I explain—or maybe excuse—my recent absence with this explanation:
Over the past two years, four events have caused a distraction in my life: the death of my father, relocating from Orlando back to Raleigh, returning to more-than-full-time work at the state Museum of History, and disappointing a major client. Along the way, I’m afraid I also lost my motivation to write.
The shocking change
My father passed away unexpectedly during the holiday season two years ago. Like most—at least, I think most—fathers and sons, we had a sometimes-rocky relationship. But, my father did always support my freelance endeavors: first, Freelance Library Services; then, the evolution of that business into the-freelance-editor. His first gesture of support: buying me a hard-sided briefcase with gold latches and a lock, because the stack of folders and drafts that I carried to meetings was “not very professional looking”—yes, that was back in the days when writers and editors still carried around pounds and pounds of binder-clipped paperwork and accordion files instead of computers and flash drives; but, I digress (with a smile).
Years after I moved to Orlando, he decided to start wintering near Frostproof, about an hour away, and we visited frequently. Among other topics, he always asked about my business, and we bonded over discussions of writing, family history, the general business climate, and technology. More than he ever realized (and more than I realized at the time), he was an inspiration for many of my career dreams, as well as a motivation for my efforts. When he passed away, I missed that support more than I ever expected I would.
Moving on . . . my relocation in early 2013, was a pleasant experience but I still gave the change license to block my writing.
During my first experience at the museum, in the 1990s, I fell in love with the process of writing, researching, rewriting, and refining words and concepts—and with working in teams of subject specialists and experts, educators, readers and reviewers, and designers to create and package a product to be the best possible. While that passion was one of the many attractions that encouraged my return, over the years of my absence, budget cuts, staff losses, and poor management had come to impede that process. The remaining staff continues to turn out the best product it can, but the intensity of long hours and multiple frustrations and roadblocks along the way took its toll—and affected my after-hours creativity and drive.

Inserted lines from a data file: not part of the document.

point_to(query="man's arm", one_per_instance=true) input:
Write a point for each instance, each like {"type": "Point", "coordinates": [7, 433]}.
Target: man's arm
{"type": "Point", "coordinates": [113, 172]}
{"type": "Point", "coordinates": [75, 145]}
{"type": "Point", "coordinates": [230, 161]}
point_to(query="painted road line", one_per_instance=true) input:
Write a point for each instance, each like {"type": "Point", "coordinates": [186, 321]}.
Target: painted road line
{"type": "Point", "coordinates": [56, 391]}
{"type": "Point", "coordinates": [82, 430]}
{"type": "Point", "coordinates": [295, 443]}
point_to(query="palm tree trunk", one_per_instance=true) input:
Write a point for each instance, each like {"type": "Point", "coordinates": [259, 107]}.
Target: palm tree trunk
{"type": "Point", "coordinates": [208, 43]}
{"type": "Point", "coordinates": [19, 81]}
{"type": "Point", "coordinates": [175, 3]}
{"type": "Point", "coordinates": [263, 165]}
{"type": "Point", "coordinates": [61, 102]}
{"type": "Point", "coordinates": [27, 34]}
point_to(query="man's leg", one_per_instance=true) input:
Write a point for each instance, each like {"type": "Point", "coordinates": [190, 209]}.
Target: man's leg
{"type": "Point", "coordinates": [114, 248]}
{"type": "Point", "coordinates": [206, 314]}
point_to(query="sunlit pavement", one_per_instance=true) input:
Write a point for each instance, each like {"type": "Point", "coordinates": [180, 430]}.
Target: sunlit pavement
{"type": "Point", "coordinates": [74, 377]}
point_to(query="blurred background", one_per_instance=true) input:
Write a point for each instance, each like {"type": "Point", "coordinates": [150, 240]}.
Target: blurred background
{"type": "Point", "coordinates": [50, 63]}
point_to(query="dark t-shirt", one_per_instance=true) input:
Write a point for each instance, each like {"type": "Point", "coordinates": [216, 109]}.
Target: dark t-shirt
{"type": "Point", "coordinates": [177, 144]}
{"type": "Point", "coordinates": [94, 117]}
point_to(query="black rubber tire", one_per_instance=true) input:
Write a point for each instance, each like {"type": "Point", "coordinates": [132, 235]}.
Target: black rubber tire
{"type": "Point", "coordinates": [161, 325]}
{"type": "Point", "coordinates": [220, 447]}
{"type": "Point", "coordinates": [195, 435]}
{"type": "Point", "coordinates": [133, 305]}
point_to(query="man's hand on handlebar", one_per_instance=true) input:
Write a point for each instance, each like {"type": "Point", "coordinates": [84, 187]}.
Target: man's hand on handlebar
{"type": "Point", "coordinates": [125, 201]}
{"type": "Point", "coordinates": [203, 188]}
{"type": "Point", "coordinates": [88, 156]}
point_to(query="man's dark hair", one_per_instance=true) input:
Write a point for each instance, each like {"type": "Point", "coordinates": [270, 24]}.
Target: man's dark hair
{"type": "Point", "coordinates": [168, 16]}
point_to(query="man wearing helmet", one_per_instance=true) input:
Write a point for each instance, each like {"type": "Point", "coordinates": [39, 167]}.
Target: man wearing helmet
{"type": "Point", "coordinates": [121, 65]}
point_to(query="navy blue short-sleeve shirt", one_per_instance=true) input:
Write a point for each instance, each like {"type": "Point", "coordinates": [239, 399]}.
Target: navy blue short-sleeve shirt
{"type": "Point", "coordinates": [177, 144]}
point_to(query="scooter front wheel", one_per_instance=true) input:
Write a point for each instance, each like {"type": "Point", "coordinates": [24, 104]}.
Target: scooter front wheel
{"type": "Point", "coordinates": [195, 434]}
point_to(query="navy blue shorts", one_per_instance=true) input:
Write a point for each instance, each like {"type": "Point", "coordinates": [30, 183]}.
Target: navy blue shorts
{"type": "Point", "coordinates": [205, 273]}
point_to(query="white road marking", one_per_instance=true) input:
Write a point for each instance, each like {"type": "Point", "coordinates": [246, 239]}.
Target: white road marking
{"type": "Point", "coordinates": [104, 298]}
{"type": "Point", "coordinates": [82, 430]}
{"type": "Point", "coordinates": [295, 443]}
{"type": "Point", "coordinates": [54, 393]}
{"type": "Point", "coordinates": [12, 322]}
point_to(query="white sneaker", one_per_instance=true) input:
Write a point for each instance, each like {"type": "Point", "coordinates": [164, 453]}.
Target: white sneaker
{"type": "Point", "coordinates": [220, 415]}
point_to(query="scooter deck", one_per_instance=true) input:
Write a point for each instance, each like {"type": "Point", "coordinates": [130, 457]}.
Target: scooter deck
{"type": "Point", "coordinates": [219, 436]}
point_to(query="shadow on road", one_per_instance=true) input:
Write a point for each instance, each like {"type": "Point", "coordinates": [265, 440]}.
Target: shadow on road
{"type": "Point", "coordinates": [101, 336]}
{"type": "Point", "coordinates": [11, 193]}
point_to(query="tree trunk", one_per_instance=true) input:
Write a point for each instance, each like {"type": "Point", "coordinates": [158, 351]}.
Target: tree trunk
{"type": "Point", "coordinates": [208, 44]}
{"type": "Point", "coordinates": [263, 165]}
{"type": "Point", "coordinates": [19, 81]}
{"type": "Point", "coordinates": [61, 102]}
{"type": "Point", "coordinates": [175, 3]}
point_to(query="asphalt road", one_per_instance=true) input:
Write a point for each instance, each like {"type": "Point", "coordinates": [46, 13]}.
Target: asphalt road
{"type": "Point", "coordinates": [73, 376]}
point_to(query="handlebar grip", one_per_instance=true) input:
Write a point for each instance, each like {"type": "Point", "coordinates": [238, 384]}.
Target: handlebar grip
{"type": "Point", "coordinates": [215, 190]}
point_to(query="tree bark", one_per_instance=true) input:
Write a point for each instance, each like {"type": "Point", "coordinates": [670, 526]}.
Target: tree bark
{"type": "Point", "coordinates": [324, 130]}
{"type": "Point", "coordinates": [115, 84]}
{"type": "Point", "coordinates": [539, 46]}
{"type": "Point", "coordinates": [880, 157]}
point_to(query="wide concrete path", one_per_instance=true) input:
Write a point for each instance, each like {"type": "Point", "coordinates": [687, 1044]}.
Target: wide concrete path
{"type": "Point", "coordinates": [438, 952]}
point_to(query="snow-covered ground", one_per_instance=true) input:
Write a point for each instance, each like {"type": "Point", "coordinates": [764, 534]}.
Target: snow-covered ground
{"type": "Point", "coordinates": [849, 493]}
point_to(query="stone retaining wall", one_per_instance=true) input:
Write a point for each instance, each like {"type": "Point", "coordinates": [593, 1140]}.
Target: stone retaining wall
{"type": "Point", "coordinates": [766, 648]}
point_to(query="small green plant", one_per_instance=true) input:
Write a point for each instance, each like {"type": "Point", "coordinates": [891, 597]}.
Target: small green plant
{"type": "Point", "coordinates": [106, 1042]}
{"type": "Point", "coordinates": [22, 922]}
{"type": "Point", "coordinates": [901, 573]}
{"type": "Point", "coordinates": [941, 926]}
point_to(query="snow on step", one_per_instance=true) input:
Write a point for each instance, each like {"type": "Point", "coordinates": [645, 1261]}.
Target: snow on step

Which leads directly into my final reason for disappearing. For the first time in my professional career, I failed a client. I entered the project with all the right intentions and I persisted with the project because of a passion that the author and I shared . . . but, then, I stayed with the project far longer than I should have because I didn’t want to renege on promises made and established, on the author’s dreams, and on my own expectations. In the end, I had to back out of the project because I came to realize I could not have met the project’s deadline—and I disappointed my client because I left him with few options and too little time to make alternate arrangements.
That was the final blow to my motivation and I’ve done nothing with my business since.
Now, however, I’m edging back to a revival—probably not a return to working with clients with large projects, yet (I’m still way too skittish for that), but at least a return to some of the behind-the-scenes aspects of running a business in this century. At least I’m getting to the point where I want to start again. And, that’s a good first step, I think . . .
Thanks for your support and, I hope, your understanding.